“For the form of this world is passing away” (1 Corinthians 7:31).

EVERYTHING ABOUT THE “TEMPORAL” WORLD IS “TEMPORARY,” AND WE SEE EVIDENCE OF THAT EVERY DAY. Time is filled with “swift transition,” as the song says. Nothing stays put; everything changes. Much may be enjoyed, but it is transitory. It goes away.

Since everything in this world is temporary, it behooves us to hold what is “ours” rather loosely. The good things that God has made in this world are to be enjoyed — and then relinquished. That is the nature of the arrangement, and we all know it. So why is it such a big deal when we have to let go of these things?

We’ve all heard fiery sermons on the foolishness of the wicked who put their trust in worldly things.
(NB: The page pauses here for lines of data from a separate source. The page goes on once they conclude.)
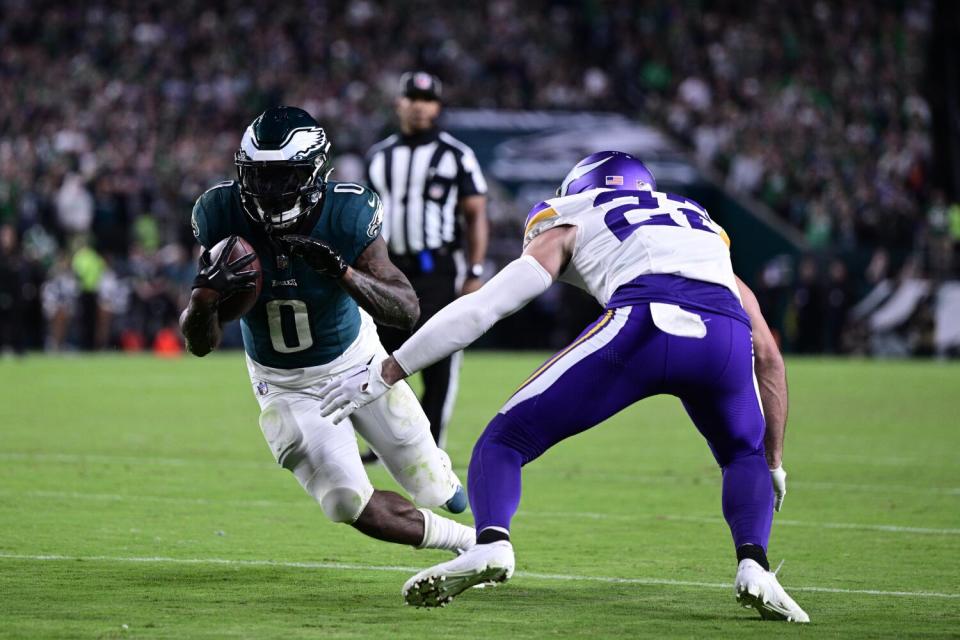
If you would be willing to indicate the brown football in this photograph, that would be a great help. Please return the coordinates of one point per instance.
(240, 302)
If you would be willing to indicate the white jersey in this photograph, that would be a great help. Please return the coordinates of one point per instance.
(622, 235)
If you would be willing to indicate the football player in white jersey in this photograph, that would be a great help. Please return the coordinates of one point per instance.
(677, 321)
But worldly things are not only the evil things of this world; they also include the good things. Worldly things are simply the things of this world — time-bound things, whether good or bad. So what about us godly people? When we hang on to things like our homes and families as if they were ours to keep, is our security any more stable than that of the person who puts his trust in his bank account? We’re not going to keep our earthly treasure any longer than he’s going to keep his. At our funerals, both he and we will have left behind exactly the same thing: everything we had in this world.

The message of Ecclesiastes is one we desperately need in these days of obsession with satisfaction and security. That great book makes the point that “life under the sun” is meant to be enjoyed, but always with the recognition that it is “vain,” i.e. transitory. It is a consumable commodity, meant to be used rather than kept. The more we try to keep it, the less we get the intended enjoyment of using it. It makes a great servant but a poor master.

The bottom line is that there is nothing in this world that is ours to keep — we’re going to have to let go of all of it. The only thing we’ll never have to give up is God — and truth to tell, He is all we have to have even now. So may we allow the One Thing to be our security that was meant to be our security. To lean on anything else, however good it may be, is to lean upon a broken reed.

“If your security is based on something that can be taken away from you — you will constantly be on a false edge of security” (Tim Hansel).